Why the "Everything is Hallucination" Argument Makes Me Roll My Eyes

From LLMs to the Gulf of Tonkin, distinctions matter. Also: a note about "radar clutter".

Jun 20, 2025

Sometimes when talking about a particular LLM misfire people will point out that “everything LLMs do is hallucination” in the sense that an LLM system produces bullshit in the same way and through the same methods as it produces true presentations of facts. This is portrayed as different from what a person does in that the process by which a person bullshits is different from one where they are careful with the truth.

This isn’t a bad observation, and it’s a corrective to people that intuit a human-like intelligence beneath or behind the responses of an LLM. But the idea that “everything is hallucination” only takes one so far, and people that quote it as a way to end a conversation about whether something was a hallucination or not are not helpful discourse participants.

An analogy might help. There are many things that are unique about LLMs but I think we also exaggerate the difference of this technology from what came before. Consider radar. A radar sends out radio waves, when they hit something those waves scatter and some portion of them are statistically likely to bounce back to a receiver. The time it takes for them to bounce back when combined with other information indicates that there is a vessel, airplane, or other large mass out there and can roughly place its direction, altitude, and distance from the radar instruments.

On the night of August 4, 1964, for reasons I won’t go into here, the U.S. Navy was on edge in the Gulf of Tonkin near Vietnam, when they started to see what looked like attacking ships on radar. They fired in defense as the ships on the screen seemed to blip in and out in waves and for nearly two hours. The battle ended without any direct visual confirmation of the enemy, and no enemy craft were ever seen in subsequent aerial reconnaissance.

At 1:27 a.m. local time the next day the patrol’s commander, Captain John J. Herrick, cabled the Seventh Fleet and Washington that many of the “contacts and torpedoes fired appear doubtful,” attributing them to weather-induced radar clutter and “overeager sonarmen,” and recommending a “complete evaluation before any further action.” Subsequent historical analyses and declassified NSA studies confirm that no North-Vietnamese boats were present and the “second” Gulf of Tonkin attack never occurred.

What was the problem here?
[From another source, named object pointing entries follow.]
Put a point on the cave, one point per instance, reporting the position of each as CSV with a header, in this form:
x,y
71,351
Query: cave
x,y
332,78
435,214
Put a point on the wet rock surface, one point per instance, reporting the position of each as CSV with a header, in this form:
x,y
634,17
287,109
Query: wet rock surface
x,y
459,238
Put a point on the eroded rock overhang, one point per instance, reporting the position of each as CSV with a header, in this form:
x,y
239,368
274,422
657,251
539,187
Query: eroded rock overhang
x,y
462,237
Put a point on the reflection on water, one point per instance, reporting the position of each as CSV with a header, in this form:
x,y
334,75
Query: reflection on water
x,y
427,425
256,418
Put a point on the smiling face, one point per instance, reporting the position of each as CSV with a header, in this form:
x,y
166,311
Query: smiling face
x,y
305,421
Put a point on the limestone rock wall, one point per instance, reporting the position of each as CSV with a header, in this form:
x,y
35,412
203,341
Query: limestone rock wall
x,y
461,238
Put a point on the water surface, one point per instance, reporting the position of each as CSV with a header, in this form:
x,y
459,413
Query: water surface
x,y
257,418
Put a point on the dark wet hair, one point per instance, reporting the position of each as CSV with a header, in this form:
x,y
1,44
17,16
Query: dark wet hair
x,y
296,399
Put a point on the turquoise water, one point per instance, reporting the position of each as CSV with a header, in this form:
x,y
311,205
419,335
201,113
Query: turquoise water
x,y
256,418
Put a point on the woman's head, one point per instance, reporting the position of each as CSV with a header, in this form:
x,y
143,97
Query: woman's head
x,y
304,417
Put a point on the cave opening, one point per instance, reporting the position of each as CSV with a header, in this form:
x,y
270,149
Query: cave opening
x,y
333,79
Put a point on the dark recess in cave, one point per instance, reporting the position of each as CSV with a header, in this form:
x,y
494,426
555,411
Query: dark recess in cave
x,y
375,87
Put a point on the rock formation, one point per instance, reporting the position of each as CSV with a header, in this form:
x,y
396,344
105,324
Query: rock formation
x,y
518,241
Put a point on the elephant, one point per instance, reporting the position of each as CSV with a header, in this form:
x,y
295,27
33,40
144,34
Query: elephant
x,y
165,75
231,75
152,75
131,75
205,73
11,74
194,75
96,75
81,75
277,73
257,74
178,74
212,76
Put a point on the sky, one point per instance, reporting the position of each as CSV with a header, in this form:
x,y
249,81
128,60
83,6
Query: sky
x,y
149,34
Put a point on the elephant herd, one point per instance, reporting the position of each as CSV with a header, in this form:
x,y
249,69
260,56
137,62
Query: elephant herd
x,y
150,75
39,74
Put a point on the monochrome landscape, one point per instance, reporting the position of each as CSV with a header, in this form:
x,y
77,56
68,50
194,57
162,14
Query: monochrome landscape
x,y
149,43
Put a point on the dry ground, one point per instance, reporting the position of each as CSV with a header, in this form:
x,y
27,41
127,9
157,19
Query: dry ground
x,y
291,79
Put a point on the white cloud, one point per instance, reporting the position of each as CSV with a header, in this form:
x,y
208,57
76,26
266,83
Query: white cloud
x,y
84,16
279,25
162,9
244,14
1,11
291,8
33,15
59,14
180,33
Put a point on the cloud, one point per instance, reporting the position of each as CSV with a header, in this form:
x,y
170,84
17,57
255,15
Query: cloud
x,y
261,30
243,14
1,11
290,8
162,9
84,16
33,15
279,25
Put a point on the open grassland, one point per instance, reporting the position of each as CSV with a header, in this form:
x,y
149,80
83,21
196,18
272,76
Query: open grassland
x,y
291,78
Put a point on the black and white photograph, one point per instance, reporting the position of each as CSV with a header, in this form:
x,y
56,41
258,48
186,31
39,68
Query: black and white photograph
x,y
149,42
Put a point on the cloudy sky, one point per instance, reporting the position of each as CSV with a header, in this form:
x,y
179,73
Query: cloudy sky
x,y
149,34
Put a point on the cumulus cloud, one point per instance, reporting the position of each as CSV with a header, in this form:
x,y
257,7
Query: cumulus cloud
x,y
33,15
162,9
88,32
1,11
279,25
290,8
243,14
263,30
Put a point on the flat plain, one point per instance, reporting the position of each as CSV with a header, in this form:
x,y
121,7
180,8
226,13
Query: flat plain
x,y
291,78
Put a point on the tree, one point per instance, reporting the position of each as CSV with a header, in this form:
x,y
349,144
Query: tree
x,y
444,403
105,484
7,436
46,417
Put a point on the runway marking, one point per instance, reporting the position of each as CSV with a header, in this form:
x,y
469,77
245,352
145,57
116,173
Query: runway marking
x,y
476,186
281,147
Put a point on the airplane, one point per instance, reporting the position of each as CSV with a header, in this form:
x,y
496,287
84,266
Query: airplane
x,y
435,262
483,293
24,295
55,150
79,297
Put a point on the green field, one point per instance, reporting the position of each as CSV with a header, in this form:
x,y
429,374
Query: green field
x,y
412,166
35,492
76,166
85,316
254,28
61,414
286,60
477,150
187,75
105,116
It’s not fully clear, but the best guesses are that the choppy waves of that night were scattering and bouncing back some of the radar signal, creating the “phantom” ships on screen. Out of these waves and the U.S. Navy’s own activity the appearance of an engaged battle temporarily emerged.

This event led to (or was used as the justification for, at least) a war that would lead to the deaths of 60,000 American soldiers. On the Vietnamese side, the total dead may have been as high as three million, and our attacks on Cambodia killed tens of thousands there and led to the destabilization of that country which killed many more.

As hallucinations and phantoms go, these were some of the most consequential in history. Now consider this response to this historical tragedy. Someone says “They turned out to be phantom signals, there was no real attack.” And someone replies, sagely, “Actually, all radar signals are phantoms, the system was just doing what it always does.”

Does that make any sense? Any sense at all?

In one way this is true, but it’s also quite meaningless. We know there aren’t little planes and boats living inside the screen when it is being monitored. We know that we the readers of that screen turn that into meaning, saying “This is moving like a ship”, “this is higher up and a plane”, “this is likely a land mass and this is seagulls”. But we also know that through a chain of (in this case physical) probabilities a blip moving on that screen in a certain way is highly likely to indicate that there is a corresponding ship or plane out there in reality.

If we talk about certain phenomena as “phantom ships” what we’re saying is in this case a fairly good connection where something on our screen predicted the existence of something in reality broke down, and what we saw on the screen did not have a the expected corollary on the sea.

We know that conceptual difference is meaningful because it matters to us when we hear it. Again, the a person responding to command on the question of whether they were phantom ships who says “It’s radar, General — they are all just sound wave probabilities producing light patterns on a screen, none of it has any inherent meaning” would not have their position long (at least one would hope) and would not be saying anything particularly enlightening. The meaning may not be “inherent”, but it does have meaning because usually when you see something of a certain size moving on the screen in a certain way it corresponds to a ship in reality, and that correspondence is frequent enough and useful enough that we have a name for when that correspondence falls apart, whether that term is “radar clutter” or “phantoms”.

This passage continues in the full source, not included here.